Table Top

Linear Reviews: Secrets of Zir’an Part 1

In an effort to do something strange and new, I am going to review the entirety of the 2005 table top game Secrets of Zir’an. I am not skipping chapters or attempting to comb through the book in any sort of order that would make sense if I was attempting to run a game or make a character, but instead simply reading it from cover to cover. Updates on this project will be sporadic, to say the least, as it’s constrained by me reading the book. So, let’s jump right in.

Two weekends ago I went with some friends to an incredibly retro comic book store in the Raleigh-Durham area. When I say retro, I mean it. The place had an entire wall to VHS tapes. Lest you think that was just inventory they hadn’t chucked, which is partly right, of course, they also rent them in the once well known style of clear plastic tape holders you take to the front. Toys in packaging dangle from clotheslines overhead and comics are displayed in sleeves that adorn the walls. There was nary a sign of a collectible card game, and the staff spoke at length about the shortcomings of the store itself and even referred our business elsewhere. However, any time I have made the effort to visit a brick and mortar comic or game shop, I feel the need to support it. As you might expect from such a place, it has never attempted to clear out its inventory. Instead, it dumps everything in weird boxes and just discounts them until they are essentially one dollar purchases. One of the things that caught my eye was a book with a bizarre cover that looked very pulpy. It was entitled Secrets of Zir’an and looked very much like a World of Darkness book circa early 2000’s. It looked like the strange relative of the Mage: The Awakening book. Sure enough, it was published by Art House, published through White Wolf. For those of you not familiar with the Mage: The Awakening Book, it’s an exercise in anger management. Gold text caresses the page like Robert Redford caressing Demi Moore, inappropriately and at high cost. Magical symbols adorn the background and there is very little rhyme or reason to where anything is located. What might begin on page 82 is continued on page 217. The three indices are the only saving grace, provided you can tell which is which.

The book for Secrets of Zir’an is like someone looked at this book and said, “You know what would make this even more awesome? Silver! EVERYTHING SHOULD BE SILVER!” Blocks of reflective silver ink stand alone, emblazoned with dark grey ink. Sometimes the text is too much for this block, but editors are for people that didn’t spend their money on silver ink. The background images, a neat mixture of symbols and created language, is too opaque to clearly read the foreground text and it is enough to induce headaches in most people, and labor in easily frustrated pregnant women. So why should you even bother this with this text to the King in Silver? Easy, this book is pretty awesome, at least, it starts off pretty awesome.
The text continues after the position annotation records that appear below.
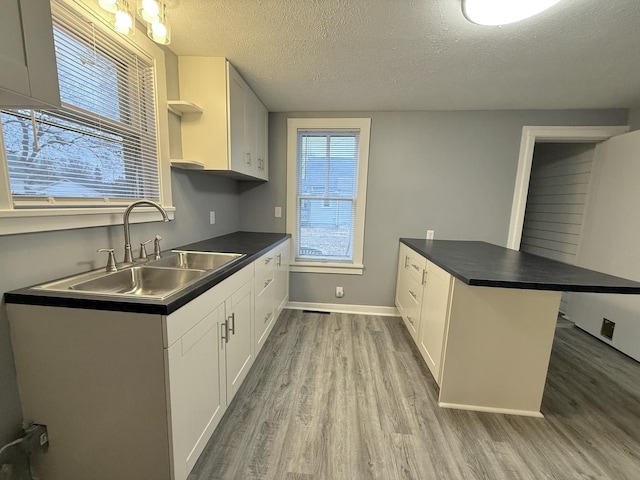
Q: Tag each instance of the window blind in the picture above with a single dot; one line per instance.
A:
(101, 145)
(326, 194)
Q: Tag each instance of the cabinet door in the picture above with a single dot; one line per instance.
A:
(197, 390)
(262, 140)
(28, 74)
(435, 315)
(265, 307)
(282, 277)
(251, 104)
(14, 73)
(239, 311)
(238, 158)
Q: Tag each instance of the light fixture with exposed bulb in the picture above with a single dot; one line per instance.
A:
(149, 10)
(502, 12)
(108, 5)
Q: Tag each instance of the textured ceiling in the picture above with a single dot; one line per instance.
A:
(338, 55)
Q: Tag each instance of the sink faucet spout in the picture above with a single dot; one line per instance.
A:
(128, 256)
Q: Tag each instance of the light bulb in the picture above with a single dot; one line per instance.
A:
(502, 12)
(149, 10)
(123, 22)
(108, 5)
(159, 30)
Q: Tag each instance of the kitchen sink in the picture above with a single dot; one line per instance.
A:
(155, 279)
(131, 282)
(197, 260)
(141, 282)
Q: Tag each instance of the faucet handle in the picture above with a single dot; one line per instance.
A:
(111, 261)
(156, 247)
(143, 250)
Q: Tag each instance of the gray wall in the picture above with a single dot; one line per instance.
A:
(453, 172)
(610, 242)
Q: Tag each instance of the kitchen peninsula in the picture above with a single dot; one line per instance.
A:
(484, 317)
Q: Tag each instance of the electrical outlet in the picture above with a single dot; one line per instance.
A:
(607, 328)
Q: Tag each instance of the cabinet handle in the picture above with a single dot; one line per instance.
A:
(232, 326)
(225, 332)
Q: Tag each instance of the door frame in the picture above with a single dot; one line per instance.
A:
(546, 134)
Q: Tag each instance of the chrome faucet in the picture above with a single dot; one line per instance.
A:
(128, 256)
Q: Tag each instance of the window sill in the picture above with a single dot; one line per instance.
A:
(326, 267)
(46, 220)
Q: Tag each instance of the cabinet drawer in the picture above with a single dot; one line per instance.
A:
(410, 297)
(414, 264)
(265, 263)
(264, 281)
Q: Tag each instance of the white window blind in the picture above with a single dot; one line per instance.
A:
(326, 194)
(101, 147)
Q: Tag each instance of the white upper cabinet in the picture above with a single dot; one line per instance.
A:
(28, 75)
(230, 135)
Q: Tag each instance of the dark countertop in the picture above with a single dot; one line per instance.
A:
(253, 244)
(487, 265)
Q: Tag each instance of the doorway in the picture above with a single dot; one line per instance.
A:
(550, 134)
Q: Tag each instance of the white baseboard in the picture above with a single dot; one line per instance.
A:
(505, 411)
(342, 308)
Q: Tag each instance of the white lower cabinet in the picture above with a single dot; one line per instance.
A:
(423, 294)
(197, 389)
(137, 396)
(271, 291)
(239, 350)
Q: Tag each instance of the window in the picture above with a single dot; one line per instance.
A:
(327, 162)
(101, 149)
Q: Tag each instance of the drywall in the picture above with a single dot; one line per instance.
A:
(610, 241)
(453, 172)
(560, 177)
(634, 119)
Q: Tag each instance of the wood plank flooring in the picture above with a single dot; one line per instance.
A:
(347, 397)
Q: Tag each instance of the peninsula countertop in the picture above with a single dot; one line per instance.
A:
(486, 265)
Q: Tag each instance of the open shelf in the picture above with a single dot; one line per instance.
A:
(187, 164)
(180, 107)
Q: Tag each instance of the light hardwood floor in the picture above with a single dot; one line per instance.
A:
(347, 397)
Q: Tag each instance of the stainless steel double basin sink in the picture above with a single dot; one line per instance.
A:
(154, 279)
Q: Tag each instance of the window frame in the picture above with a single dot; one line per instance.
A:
(71, 215)
(356, 267)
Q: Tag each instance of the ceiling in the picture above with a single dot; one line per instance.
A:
(380, 55)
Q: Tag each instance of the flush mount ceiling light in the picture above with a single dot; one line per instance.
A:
(501, 12)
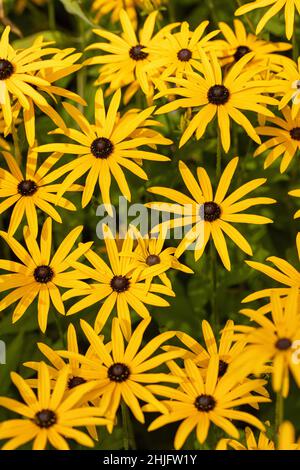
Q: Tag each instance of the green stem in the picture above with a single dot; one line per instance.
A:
(128, 434)
(279, 411)
(219, 156)
(51, 15)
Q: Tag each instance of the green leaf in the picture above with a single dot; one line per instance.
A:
(73, 7)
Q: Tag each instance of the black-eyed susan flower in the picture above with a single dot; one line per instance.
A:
(152, 259)
(17, 76)
(31, 191)
(64, 65)
(199, 403)
(238, 42)
(38, 274)
(284, 139)
(124, 373)
(272, 341)
(295, 193)
(178, 53)
(251, 443)
(47, 416)
(284, 273)
(274, 7)
(106, 147)
(219, 211)
(224, 98)
(118, 284)
(127, 58)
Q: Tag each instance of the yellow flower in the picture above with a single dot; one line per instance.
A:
(121, 375)
(296, 193)
(284, 139)
(152, 259)
(273, 341)
(238, 43)
(38, 274)
(219, 211)
(220, 97)
(285, 274)
(48, 417)
(178, 53)
(286, 436)
(63, 65)
(17, 79)
(106, 147)
(118, 284)
(127, 59)
(274, 7)
(33, 191)
(263, 442)
(199, 402)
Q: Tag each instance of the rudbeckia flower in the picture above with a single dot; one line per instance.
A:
(118, 284)
(272, 341)
(64, 65)
(32, 191)
(285, 273)
(238, 43)
(284, 139)
(296, 193)
(221, 97)
(48, 417)
(178, 53)
(127, 58)
(124, 373)
(274, 6)
(105, 147)
(17, 76)
(199, 403)
(152, 259)
(262, 443)
(219, 211)
(38, 274)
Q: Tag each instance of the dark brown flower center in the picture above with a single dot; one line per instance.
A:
(27, 188)
(240, 52)
(6, 69)
(45, 418)
(283, 344)
(152, 260)
(295, 133)
(102, 147)
(75, 381)
(212, 211)
(205, 403)
(118, 372)
(218, 94)
(136, 52)
(223, 366)
(43, 274)
(120, 283)
(184, 55)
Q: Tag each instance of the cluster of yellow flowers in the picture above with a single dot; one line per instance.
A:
(172, 374)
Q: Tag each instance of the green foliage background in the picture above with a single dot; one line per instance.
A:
(72, 27)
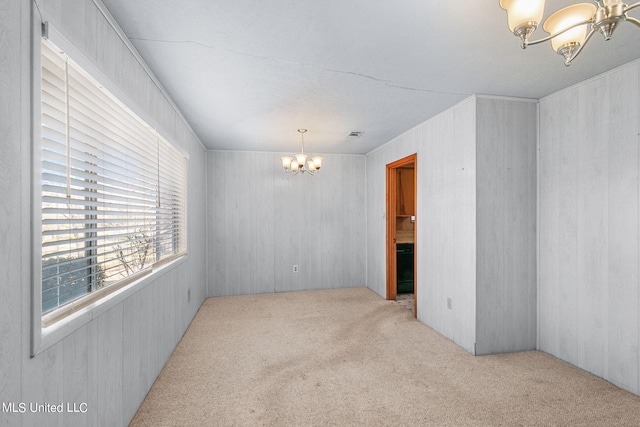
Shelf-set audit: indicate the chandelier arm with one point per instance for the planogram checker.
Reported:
(567, 62)
(633, 6)
(550, 36)
(633, 21)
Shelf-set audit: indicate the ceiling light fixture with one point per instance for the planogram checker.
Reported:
(300, 163)
(569, 28)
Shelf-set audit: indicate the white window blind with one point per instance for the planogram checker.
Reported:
(113, 190)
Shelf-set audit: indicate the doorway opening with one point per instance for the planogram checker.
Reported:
(401, 235)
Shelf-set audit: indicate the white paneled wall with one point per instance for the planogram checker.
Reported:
(111, 362)
(475, 228)
(262, 222)
(589, 247)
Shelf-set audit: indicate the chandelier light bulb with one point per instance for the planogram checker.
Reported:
(301, 162)
(569, 28)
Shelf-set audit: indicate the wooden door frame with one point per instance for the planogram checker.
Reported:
(392, 196)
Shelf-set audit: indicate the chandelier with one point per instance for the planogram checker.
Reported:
(300, 163)
(569, 28)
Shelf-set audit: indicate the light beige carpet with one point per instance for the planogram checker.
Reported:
(348, 357)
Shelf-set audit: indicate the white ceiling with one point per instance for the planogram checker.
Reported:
(247, 74)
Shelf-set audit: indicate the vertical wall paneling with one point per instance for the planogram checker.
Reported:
(506, 232)
(110, 362)
(273, 221)
(589, 226)
(14, 126)
(475, 274)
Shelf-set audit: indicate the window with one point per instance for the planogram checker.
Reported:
(113, 201)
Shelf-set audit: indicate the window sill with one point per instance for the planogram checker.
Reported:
(65, 327)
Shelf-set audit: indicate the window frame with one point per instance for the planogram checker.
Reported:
(94, 303)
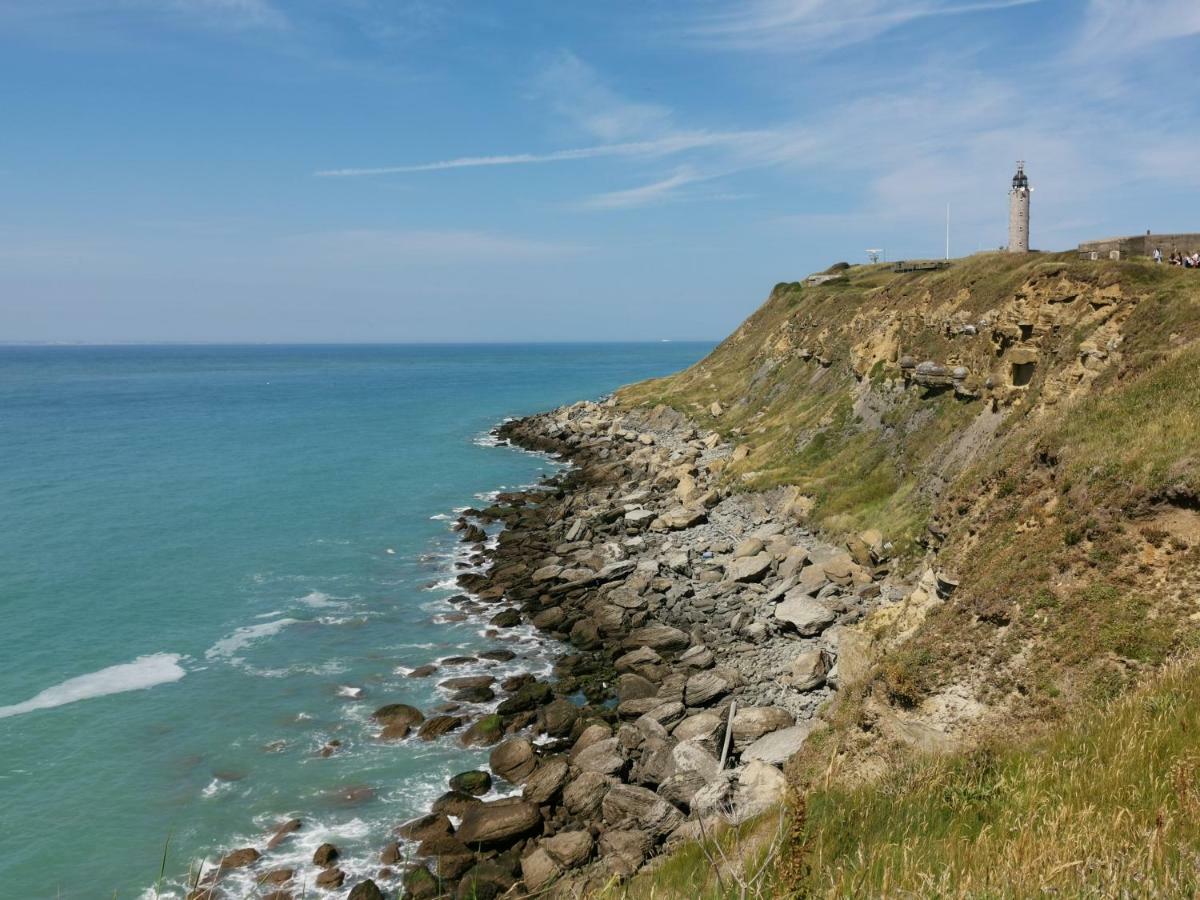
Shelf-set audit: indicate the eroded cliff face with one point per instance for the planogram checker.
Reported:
(1017, 429)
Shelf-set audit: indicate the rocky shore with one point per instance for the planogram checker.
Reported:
(702, 629)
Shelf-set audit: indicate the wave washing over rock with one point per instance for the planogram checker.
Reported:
(143, 673)
(693, 636)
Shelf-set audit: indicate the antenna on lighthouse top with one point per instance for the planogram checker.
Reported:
(1020, 180)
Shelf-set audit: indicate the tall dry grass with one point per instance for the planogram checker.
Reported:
(1107, 808)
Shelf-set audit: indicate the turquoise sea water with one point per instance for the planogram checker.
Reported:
(195, 574)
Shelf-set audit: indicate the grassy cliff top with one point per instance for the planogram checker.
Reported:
(1029, 427)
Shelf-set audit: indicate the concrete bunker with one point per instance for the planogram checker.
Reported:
(1023, 373)
(1024, 363)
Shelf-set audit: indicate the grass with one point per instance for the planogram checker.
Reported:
(1139, 441)
(735, 863)
(1107, 808)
Chapter one is a lot of setting information, without being the only setting chapter in the book. In short, it’s the intro chapter to get you hooked with a lot of flavor text and some really hit or miss information about the setting. The text does a fantastic job of providing the feel and basic premise of the setting, but it also makes a lot of assumptions that have no possible way to be true. There are some diary entries that get across the strong 1920-30’s pulp horror adventure vibe of the setting in a great way. There are also several different letters and text snippets that talk about the other aspect of the game…which is that it’s basically Final Fantasy. It has airships, magic, pistols, swords, chocobo, and all of those shenanigans. However, there is a big section that deals with the history of the setting in brief and catches you up to the modern day. This section throws a lot of words at you in a hurry, such as Treaty Nations and Hegemony, that have no other context to them save two sentences at the very end. One assumes at this point that the Hegemony, with no other information about the name or organization, is the villainous organization of the setting in the main. The rest of the history brief is pretty cool and it has a very Lovecraftian field to the middle section, along with a good, standard fantasy hook of “the gods disappeared”. I liked this section a lot, even if I was a little confused by the end. The intro chapter could be better organized, that’s for damned sure, but it’s intriguing enough that I don’t care. The setting brief is exceptionally interesting and I very much want to run a game in the setting. Oh, one part I left out, it comes with built in dungeon crawls. Ancient civilizations have been discovered thanks to the lands shifting, seas changing location and so on. The text implies this happens every so often, so it doesn’t seem out of place. This means that adventure and exploration is a huge part of the section, and it’s very much a land grab situation with people looking to get the best relics, artifacts and information possible. Anything with a built in mechanic for exploration is pretty exciting, to me.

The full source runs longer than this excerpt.